Testing of both gamma-irradiated and nongamma-irradiated microspheres revealed no difference in the inflammatory or microscopic response, suggesting that the inflammatory response was not related to the presence of microbial contamination (data not shown). Overall, the externally visible inflammatory reaction to the microspheres was less than that seen in cynomolgus monkeys, though the short duration of the study makes it difficult to make a quantitative comparison. However, similar histopathologic lesions (granulomatous/histiocytic inflammation and foreign body response, etc.) was observed in both species, which supports the conclusion that a similar inflammatory mechanism is at work, and therefore the rabbit is a useful model to study the effects IVT microsphere administration. 

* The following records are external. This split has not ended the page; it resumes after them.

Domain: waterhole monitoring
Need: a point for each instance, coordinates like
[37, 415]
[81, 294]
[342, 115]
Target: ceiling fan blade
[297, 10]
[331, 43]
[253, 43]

In order to further investigate the ocular inflammatory response, we dosed microspheres of different sizes with low polydispersity in order to determine the effect of size on this response. Homogenous formulations of microspheres with diameters of 20, 50 and 100 μm were tested to evaluate the role of microsphere size. The previously used microspheres with a broad size distribution (d10 = 394.6 μm, d50 = 81.8 μm, d90 = 114.9 μm) were used as a positive control and vehicle buffer as a negative control in the contralateral eye. 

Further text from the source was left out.